Yes, what isn’t right is that it’s an upper class private middle school full of wealthy parents with access to psychiatrists who are financially motivated to provide a fashionable diagnosis.
It’s also a way to get extra time (accommodations) on standardized tests (time and a half or even double time) which further widens the success gap between rich and poor students.
Most data suggests it is under diagnosed.
Especially in women, like by a lot.
It's the left-handedness chart all over again.
I was diagnosed in my late 50's. It was a complicated process because there is another mental health co-morbidity that shares some traits.
After going through the more than a year long process, we are working on dialing in the meds.
One of the challenges for diagnosis is that the attention economy is shortening a lot of people's attention span, causing many people to feel that they have ADHD, and diverting resources from diagnosing people who actually have ADHD. Not saying that the issue shouldn't be addressed. The combination of these factors, and the rather long and complicated process of a proper diagnosis is a challenge.

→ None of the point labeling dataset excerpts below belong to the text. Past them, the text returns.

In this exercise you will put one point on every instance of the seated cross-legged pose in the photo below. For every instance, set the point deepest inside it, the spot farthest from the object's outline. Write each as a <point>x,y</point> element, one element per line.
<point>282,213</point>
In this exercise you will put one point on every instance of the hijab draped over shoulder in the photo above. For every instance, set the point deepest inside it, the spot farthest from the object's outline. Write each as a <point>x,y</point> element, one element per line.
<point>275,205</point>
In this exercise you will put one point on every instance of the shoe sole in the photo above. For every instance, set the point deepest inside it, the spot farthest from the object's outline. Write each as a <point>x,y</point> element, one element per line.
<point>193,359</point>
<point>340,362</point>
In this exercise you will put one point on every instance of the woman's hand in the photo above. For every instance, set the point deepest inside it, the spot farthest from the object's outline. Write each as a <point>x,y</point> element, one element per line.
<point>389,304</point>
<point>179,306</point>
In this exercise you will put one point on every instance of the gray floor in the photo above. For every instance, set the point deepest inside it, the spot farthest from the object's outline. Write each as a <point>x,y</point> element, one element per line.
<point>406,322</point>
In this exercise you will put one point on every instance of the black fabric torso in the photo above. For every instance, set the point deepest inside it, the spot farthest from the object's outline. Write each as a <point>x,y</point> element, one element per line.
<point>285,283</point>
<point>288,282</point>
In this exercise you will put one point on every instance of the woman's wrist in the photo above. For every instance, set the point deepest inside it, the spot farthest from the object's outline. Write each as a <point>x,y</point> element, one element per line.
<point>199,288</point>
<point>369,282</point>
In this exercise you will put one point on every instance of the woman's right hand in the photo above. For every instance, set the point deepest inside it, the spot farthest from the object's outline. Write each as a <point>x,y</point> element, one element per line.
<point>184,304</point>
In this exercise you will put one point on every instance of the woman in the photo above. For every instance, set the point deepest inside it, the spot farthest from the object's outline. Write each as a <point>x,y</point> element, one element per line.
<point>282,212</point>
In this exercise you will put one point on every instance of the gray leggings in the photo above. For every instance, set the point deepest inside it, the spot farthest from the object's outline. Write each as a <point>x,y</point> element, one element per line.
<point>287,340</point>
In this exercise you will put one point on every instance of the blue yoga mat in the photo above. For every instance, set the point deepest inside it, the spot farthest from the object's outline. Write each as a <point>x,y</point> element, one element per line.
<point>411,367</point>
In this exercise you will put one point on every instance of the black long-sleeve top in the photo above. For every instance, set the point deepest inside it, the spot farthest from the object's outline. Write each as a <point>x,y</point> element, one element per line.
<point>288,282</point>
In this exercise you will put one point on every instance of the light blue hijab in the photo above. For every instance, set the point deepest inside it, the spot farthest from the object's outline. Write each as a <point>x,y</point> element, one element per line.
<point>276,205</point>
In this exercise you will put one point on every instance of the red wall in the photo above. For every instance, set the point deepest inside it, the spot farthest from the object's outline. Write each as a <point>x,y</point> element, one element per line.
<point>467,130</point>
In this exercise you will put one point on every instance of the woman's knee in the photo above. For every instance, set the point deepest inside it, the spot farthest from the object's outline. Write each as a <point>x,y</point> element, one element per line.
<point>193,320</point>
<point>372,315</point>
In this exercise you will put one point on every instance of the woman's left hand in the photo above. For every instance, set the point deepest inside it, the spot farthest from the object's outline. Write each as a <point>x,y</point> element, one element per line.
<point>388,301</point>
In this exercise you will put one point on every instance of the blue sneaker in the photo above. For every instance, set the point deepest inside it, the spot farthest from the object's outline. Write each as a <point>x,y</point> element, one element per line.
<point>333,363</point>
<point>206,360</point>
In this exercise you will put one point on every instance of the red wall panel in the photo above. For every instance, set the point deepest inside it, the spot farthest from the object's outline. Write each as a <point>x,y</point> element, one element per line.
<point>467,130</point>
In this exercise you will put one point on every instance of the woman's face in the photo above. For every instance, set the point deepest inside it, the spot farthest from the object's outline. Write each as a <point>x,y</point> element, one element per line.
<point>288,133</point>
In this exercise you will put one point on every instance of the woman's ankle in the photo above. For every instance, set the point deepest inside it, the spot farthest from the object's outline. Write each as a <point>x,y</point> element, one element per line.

Why is there never any nuance in these discussions? We can both believe that under-diagnosis occurs, and that over-diagnosis occurs. 20% of all pupils in the UK are now classified as so disabled that they require specialised assistance. "SEND" assistance for this can range from free taxi services to and from school (which recently reached £1.2 billion), to support payments, to special assistants in school. The number of ECHP students (those with the highest needs) increasing by 71%, from 253,679 in 2018 to 434,354 in 2024. SEND spending is out of control.
So what happened, exactly? The average child disability rate in Europe is 4.6%. How did the UK end up with 20%? Did the UK suffer a catastrophic nuclear event? A war? Famine? None of the above. It is clear that categorisation has become EXTREMELY loose over time on average. This does not mean that there are not children who are struggling to get diagnosed with ADHD. However ADHD and autism are a spectrum disorder. It is not binary. The UK has drawn the line far closer to the normal side of the spectrum than any other nation on Earth. If costs continue to rise at this rate, it risks destabilising the entire health system. Public sentiment will shift, and we risk undermining children getting any diagnosis at all.
IMHO, this requires at least two tactics at the same time. 1) Invest sufficiently into diagnosis resources. Stringing parents and children along for years while they wait in the system can make the issue much worse than it needs to be. 2) Draw the diagnostic line closer to where the rest of Europe does it. This will mean far fewer children are diagnosed with disabilities, but those who genuinely have a disability are treated much faster and actually receive the resources they need.